Refinancing your home can often make good financial sense – especially if you plan to stay in your home long term. This way, you can save on your mortgage each month and build up your financial portfolio in other areas.
Maybe you’ve recently completed overhauling your mortgage, but then receive an offer for your dream job on the other side of the country, or your parent is ill and needs you close by.
So now what? How long after refinancing can you sell your house?
How Long After Refinancing Can You Sell Your House?
Here are the things you need to consider before knowing if you will be able to sell:
Does Your Mortgage Have a Prepayment Penalty?
Luckily, since the government passed the Dodd-Frank Act (fully known as the Dodd-Frank Wall Street Reform and Consumer Protection Act) in 2010, prepayment penalties are typically a thing of the past.
However, some lenders still use them, so it’s important to know if you agreed to one on your new mortgage before you try to sell your home after refinancing.
A prepayment penalty clause is essentially a fee your lender charges you if you pay your loan off early. While you might think it makes sense for the lender to receive the principal of sooner, it actually means a financial loss for them. This is because if you pay your mortgage off in a shorter amount of time, the lender will receive less interest.
Since the Dodd-Frank Act, if there is a loan that even has a prepayment penalty attached to it, the maximum penalty period is three years. This means that you will not be allowed to sell your home for at least 3 years after you refinance your mortgage, unless you are willing and able to pay the fee.
However, the Dodd-Frank Act also states that the prepayment penalty cannot be more than 2% of the total amount of the loan during the first two years after refinancing it. This drops to 1% of the total during the third and final year of the clause.
A Prepayment Penalty in Action
Depending on your financial situation, it might make sense to just bite the bullet and pay the penalty; however, if you have any flexibility in your moving timeline, here’s how it would work:
If your mortgage is worth $150,000 and you just refinanced it within the last three months, you would pay a $3,000 penalty if you moved today. You would pay a fine of $1,500 if you waited until you had the loan for over two years. If you waited the full three years before deciding that you wanted to, you would pay no fee at all.
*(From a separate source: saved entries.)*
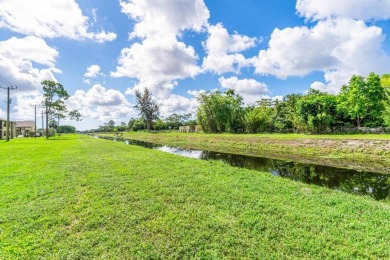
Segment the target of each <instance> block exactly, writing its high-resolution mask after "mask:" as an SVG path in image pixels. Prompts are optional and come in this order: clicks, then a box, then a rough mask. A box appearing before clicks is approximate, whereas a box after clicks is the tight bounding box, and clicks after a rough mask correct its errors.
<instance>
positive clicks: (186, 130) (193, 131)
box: [179, 125, 202, 133]
mask: <svg viewBox="0 0 390 260" xmlns="http://www.w3.org/2000/svg"><path fill="white" fill-rule="evenodd" d="M201 129H202V128H201V126H200V125H186V126H180V127H179V132H180V133H199V132H200V130H201Z"/></svg>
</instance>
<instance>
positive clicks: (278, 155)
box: [99, 132, 390, 173]
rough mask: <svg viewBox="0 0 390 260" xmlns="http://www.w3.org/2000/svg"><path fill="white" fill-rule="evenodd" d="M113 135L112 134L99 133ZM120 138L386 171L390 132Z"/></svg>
mask: <svg viewBox="0 0 390 260" xmlns="http://www.w3.org/2000/svg"><path fill="white" fill-rule="evenodd" d="M99 135H108V136H113V134H100V133H99ZM124 138H129V139H135V140H142V141H148V142H154V143H159V144H165V145H173V146H179V147H184V148H194V149H203V150H211V151H217V152H226V153H236V154H245V155H253V156H258V157H268V158H278V159H285V160H293V161H298V162H303V163H314V164H321V165H327V166H334V167H340V168H350V169H355V170H361V171H369V172H380V173H390V170H389V169H390V135H369V134H367V135H364V134H360V135H304V134H186V133H145V132H130V133H125V134H124Z"/></svg>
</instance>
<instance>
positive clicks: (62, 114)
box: [41, 80, 81, 138]
mask: <svg viewBox="0 0 390 260" xmlns="http://www.w3.org/2000/svg"><path fill="white" fill-rule="evenodd" d="M41 85H42V89H43V101H42V105H43V107H44V109H45V117H46V131H45V132H46V138H49V128H53V129H56V128H57V127H58V126H59V119H60V118H65V117H66V116H68V117H69V118H70V119H71V120H76V121H81V115H80V113H79V112H78V111H77V110H72V111H68V110H67V106H66V104H65V102H64V101H65V100H67V99H68V98H69V94H68V92H67V91H66V90H65V88H64V86H62V85H61V84H60V83H58V82H55V81H52V80H44V81H42V83H41ZM53 133H54V131H53Z"/></svg>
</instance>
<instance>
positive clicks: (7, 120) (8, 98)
mask: <svg viewBox="0 0 390 260" xmlns="http://www.w3.org/2000/svg"><path fill="white" fill-rule="evenodd" d="M0 88H2V89H6V90H7V125H6V128H7V129H6V131H7V142H9V134H10V133H9V127H10V122H9V113H10V111H9V110H10V109H9V108H10V104H11V99H10V97H9V92H10V90H11V89H12V90H13V89H14V87H13V86H10V87H6V88H4V87H1V86H0ZM15 88H17V87H15Z"/></svg>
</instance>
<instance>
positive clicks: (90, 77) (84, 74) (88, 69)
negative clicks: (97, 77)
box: [84, 65, 100, 79]
mask: <svg viewBox="0 0 390 260" xmlns="http://www.w3.org/2000/svg"><path fill="white" fill-rule="evenodd" d="M99 75H100V66H99V65H91V66H89V67H88V68H87V71H86V72H85V73H84V77H85V78H87V79H91V78H96V77H97V76H99Z"/></svg>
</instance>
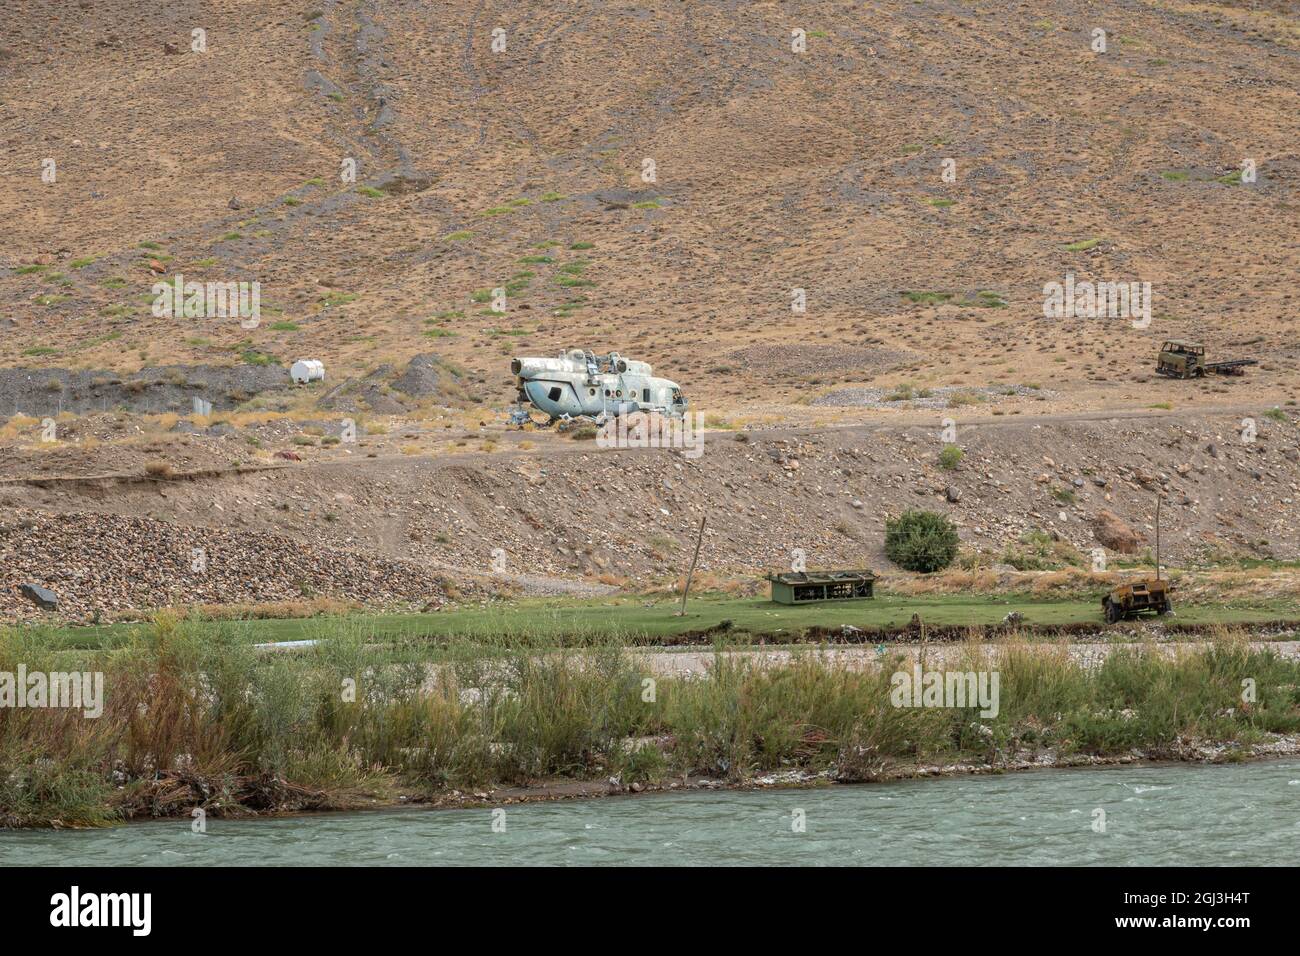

Again, depending on the urgency of your move, it could be worth it to pay the penalty fee, but following the timeline laid out in your original contract can also save you a pretty penny.
How Do You Know if You Have a Prepayment Penalty?
It is very easy to find out if your refinanced mortgage comes with a prepayment penalty. You don’t even need to make a phone call to do so. By law, your lender should have disclosed the fee on all of the following documents:
- Your monthly bill
- Your mortgage coupon book, if you have one
- Any other communication from the lender about your loan, including information about payments and interest rates
Your Deed or Mortgage Note should also clearly disclose the fee if there is one in your contract.
Does Your Lender Have Owner Occupancy Requirements?
Another legal obstacle that could prevent you from selling your house just after refinancing is something called “owner occupancy requirements.”
As you can tell from their name, these requirements require the person who signs for the loan to live on the property (or at least own it!) for a set amount of time after the refinancing.
Because of this, you could get into real legal trouble if you decide to sell your home too soon after refinancing, as some lenders could consider your actions to be mortgage fraud.
Make sure you really read the fine print of your new mortgage agreement, so you can move fast, if the situation requires.
The average length of time for an owner occupancy requirement is about 12 months.
You Are Legally Clear – Should You Sell?
After making sure that you are not on the hook for a prepayment penalty fee or an owner occupancy requirement, the question of how long after refinancing can you sell your house becomes one of pure financial sense.
Much like when you originally closed on your home, there are still “closing costs” associated with refinancing a mortgage.
For example, you will have to pay for a Title Search to ensure there is no claim of ownership from anyone else on your property. You will also have to pay a Mortgage Application fee, so your lender can check your credit and process your loan. Lastly, you will need to pay a Loan Origination Fee, which you will use for the underwriting and funding of your new loan.
Before choosing to sell your home after refinancing, it’s important to understand the amount of profit you stand to make. Sometimes the local market is such that these closing costs or potential penalties can easily be recouped from the sale of the home.
If this is the case – sell!
One Last Thing: Negative Equity
Negative Equity is when you currently owe more on the mortgage of your home then your home would sell for on the current market. If you have refinanced your home to try and escape negative equity, selling soon after is usually a poor choice that would result in more financial stress and uncertainty.